Après une courte introduction sur la-dite croissance, Marie-Monique Robin poursuit un propos déjà entamé dans le très dense Les moissons du futurmontrer les solutions pour demain qui existent déjà aujourd’hui.
Et faire comprendre combien il est important et primordial de les cultiver, si on veut bénéficier d’un avenir certain plutôt que d’un certain avenir… incertain, qui suivra inexorablement les fluctuations et les effondrements des marchés boursiers et pétroliers.

A propos de culture, le début du film nous mène au Canada, avec de jeunes diplômés ayant tout lâché pour cultiver les terres en bordure de la ville de Toronto. Ou comment choix du futur rime avec choix de vie, dés maintenant. Le fondateur du réseau, ancien trader, a divisé son salaire par beaucoup pour vivre du maraîchage (et de la distribution à tous publics) de vrais légumes… et de vraies valeurs. Il ne regrette rien.

Le film poursuit par bien d’autres exemples passionnants, d’agriculture commune, de monnaies locales, développées ici et partout, nous emmenant avec lui et laissant de l’espoir dans son sillage.

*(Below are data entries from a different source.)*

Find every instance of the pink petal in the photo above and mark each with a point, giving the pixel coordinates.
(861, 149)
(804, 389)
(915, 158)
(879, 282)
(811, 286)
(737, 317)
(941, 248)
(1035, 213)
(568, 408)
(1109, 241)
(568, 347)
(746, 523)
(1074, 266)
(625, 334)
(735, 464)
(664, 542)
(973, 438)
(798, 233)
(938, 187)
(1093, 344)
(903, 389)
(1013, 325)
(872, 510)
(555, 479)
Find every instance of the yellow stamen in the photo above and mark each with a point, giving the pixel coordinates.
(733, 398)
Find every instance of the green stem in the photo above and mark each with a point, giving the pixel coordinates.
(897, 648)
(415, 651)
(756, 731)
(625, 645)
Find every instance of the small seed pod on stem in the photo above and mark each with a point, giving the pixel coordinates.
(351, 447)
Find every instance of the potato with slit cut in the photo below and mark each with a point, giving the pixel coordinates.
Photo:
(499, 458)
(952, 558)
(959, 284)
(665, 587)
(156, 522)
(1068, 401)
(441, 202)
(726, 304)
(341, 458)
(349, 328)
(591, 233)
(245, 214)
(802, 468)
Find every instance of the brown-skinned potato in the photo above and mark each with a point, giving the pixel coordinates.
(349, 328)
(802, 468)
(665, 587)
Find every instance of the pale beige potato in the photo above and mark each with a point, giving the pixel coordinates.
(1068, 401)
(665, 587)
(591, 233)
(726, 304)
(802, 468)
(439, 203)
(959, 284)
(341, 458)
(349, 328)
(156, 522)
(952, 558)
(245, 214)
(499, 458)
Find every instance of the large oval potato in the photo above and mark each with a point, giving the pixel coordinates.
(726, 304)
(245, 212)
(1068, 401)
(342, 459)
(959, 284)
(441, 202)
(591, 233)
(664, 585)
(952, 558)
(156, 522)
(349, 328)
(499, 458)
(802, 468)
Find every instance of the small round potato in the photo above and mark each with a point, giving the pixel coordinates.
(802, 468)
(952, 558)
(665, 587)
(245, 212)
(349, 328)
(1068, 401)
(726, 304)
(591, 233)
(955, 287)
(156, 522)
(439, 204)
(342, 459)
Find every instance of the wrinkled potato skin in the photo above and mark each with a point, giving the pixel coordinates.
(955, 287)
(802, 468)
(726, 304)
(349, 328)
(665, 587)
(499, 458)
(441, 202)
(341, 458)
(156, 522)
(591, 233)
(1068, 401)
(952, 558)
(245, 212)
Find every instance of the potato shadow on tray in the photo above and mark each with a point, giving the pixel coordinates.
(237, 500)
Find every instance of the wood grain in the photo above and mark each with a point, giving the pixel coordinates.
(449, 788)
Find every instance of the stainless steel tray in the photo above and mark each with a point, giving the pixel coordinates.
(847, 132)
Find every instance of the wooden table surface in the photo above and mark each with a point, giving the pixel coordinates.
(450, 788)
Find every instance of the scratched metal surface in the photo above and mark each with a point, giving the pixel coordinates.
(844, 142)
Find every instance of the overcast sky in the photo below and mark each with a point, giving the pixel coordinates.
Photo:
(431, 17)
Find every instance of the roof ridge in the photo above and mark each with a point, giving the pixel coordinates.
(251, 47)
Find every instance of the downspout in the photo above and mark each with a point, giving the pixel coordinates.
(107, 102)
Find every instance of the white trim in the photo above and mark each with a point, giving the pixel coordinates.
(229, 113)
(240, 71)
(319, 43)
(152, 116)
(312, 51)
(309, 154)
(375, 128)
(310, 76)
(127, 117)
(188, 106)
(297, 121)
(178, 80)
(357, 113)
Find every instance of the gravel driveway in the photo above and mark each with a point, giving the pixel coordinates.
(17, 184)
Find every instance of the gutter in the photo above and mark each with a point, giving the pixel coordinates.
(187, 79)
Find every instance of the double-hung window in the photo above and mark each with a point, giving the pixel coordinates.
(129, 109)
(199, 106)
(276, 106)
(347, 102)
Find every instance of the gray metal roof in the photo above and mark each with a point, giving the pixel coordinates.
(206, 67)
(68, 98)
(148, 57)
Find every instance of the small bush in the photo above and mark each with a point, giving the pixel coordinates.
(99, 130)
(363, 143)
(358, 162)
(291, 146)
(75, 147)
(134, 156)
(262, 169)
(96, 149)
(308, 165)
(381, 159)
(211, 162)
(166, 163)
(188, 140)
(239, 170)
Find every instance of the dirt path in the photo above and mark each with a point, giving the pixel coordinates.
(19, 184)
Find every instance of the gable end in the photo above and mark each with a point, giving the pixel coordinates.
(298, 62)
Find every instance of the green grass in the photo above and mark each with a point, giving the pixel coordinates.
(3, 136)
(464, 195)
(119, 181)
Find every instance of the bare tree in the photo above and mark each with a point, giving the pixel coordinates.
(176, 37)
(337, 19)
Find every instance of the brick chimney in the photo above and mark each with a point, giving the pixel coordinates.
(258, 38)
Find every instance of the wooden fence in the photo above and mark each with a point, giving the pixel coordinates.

Puis il finit au Bouthan. Ce n’est pas tout à fait ma conclusion rêvée, car le système du Bonheur National Brut, à travers mes yeux d’Occidentale, me donne un vague sentiment de « dictature du bonheur »… De par mon parcours et ma formation, je me sens clairement plus proche des canadiens de l’introduction ! Mais peu importe, c’est ma seule réserve.

 

Car le grand mérite de ce documentaire est de présenter divers types de solutions expérimentées et vécues, prouvant concrètement que les voies alternatives au système dominant sont possibles, quelque soit la culture (agricole et intellectuelle) de départ.

Et ces nouvelles routes sont nécessaires, tant il est important de garder en tête l’idée de « résilience », c’est-à-dire de capacité à être autonome.  Rappelons-le, en cas de choc naturel ou pétrolier par exemple, l’homme moderne a globalement une indépendance alimentaire très limitée.

Il faut donc clairement investir dans plus d’agriculture urbaine, plus de monnaies locales, plus d’échanges courts et de solidarité humaine. Et en intégrant ce type de réseau, on se rend vite compte qu’on est déjà des centaines, égrainées ici ou là.
Ce film nous rappelle qu’à l’échelle de la planète, cela représente des milliers, voire des millions de personnes.

Et comme chaque goutte d’eau compte pour faire communiquer les vases… ça donne envie de continuer !

A bon engraineur : demain allume ta télé !

 

A (re)voir sur Arte+7 jusqu’au 11 novembre 20h45.